John Owen said of this encounter, “This prohibition was confirmed with a sanction, that everyone who transgressed it should be stoned. These things all tended to engender an awful fear and reverence of God in His giving of the law.” 

Divine wisdom is evident in the choice of this mountain for the giving of God’s law. Mt. Sinai was a place of absolute solitude, a place remote from the habitation and converse of men. Here the people could neither see nor hear anything but God and themselves. With no relief or option for retreat in sight, the people of God had no choice but to bear His demonstration of holiness. 

This event in history teaches us that when God deals with us according to His law, He allows us to see nothing but Himself and our own conscience. He removes our comforts, reserves, and retreats. And yet when God brings us to the mountain of Calvary, face to face with the living Word of God, we find rescue, hope, and deliverance from the condemnation that comes from that Law. 

What can we learn from this passage in Deuteronomy 4? Here God gives His church a type and representation of the great judgment at the last day when sinners will have to face the raw, sheer holiness of the great and awful God and the demonstrations of His wrath. And unless we can make our plea in the interest of the blood of Christ, we are lost forever. 

The law given on Mt. Sinai – in and of itself – can bring forth no good fruit, nothing acceptable to God nor useful to the souls of men. But with the introduction of Jesus, the Son of God suspended between heaven and earth on Mount Calvary, the desert gives way to rivers of living water. The law blossoms into a fruitful oasis when the righteousness of Christ fulfills it. And at Calvary, Christ satisfied God’s law and appeased His divine wrath toward all those who adore Him with a living and true faith. Blessed be our majestic God! 
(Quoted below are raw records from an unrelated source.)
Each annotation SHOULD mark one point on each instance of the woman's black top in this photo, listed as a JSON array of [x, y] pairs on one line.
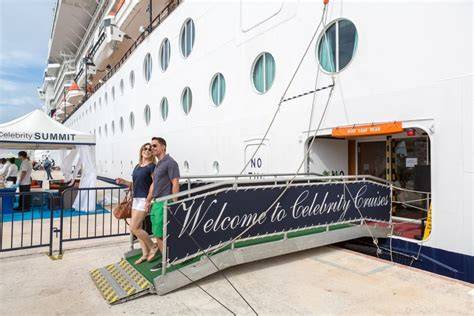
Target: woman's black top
[[142, 180]]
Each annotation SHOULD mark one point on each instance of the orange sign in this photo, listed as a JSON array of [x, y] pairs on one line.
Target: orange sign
[[367, 130]]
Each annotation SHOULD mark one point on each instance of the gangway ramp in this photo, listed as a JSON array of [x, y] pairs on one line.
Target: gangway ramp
[[228, 223]]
  1. This passage in Deuteronomy 4 causes me some angst, Lord. The loud peals of thunder, flashes of lightning shining along the cloud of thick darkness which covered the top of the mountain, black smoke ascending up to heaven, the quaking of the mountain (Ex. 19:16, 18; Deut. 4:11; Heb. 12:18). What was Your purpose in all this? I believe it was to demonstrate and proclaim the tremendous majesty of the Lawgiver, and to cultivate in the souls of men (like me) a reverence for Your Word and Law.
  1. It is interesting that on the Mount, even in the midst of such a great display of Your majesty, the Israelites saw no image of You (Deut. 4:12, 15). You did this to prevent them from entertaining erroneous conceptions of the God of heaven, or “corrupting themselves and making to themselves a graven image,” (verse 16). What could they have possibly likened You to, Lord? You say in Isaiah 40:25, “‘to whom will you liken Me, or shall I be equal?’ Says the Holy One.”
  1. Lord, as the most high God, You were not only pleased to publish Your laws to Israel with a loud voice, in the presence of the assembly of the whole people, but You also engraved them with Your own finger on tables of stone. You gave them the Ten Commandments, the tables of testimony (Exod. 24:12, 31:16, 18, 34:29, Deut. 18:10). These tablets contain the declaration of Your divine will. When You wrote these with Your own finger, it signified Your work to write Your law on the hearts of Your elect, according to the promise of the covenant of grace (Jer. 31:33).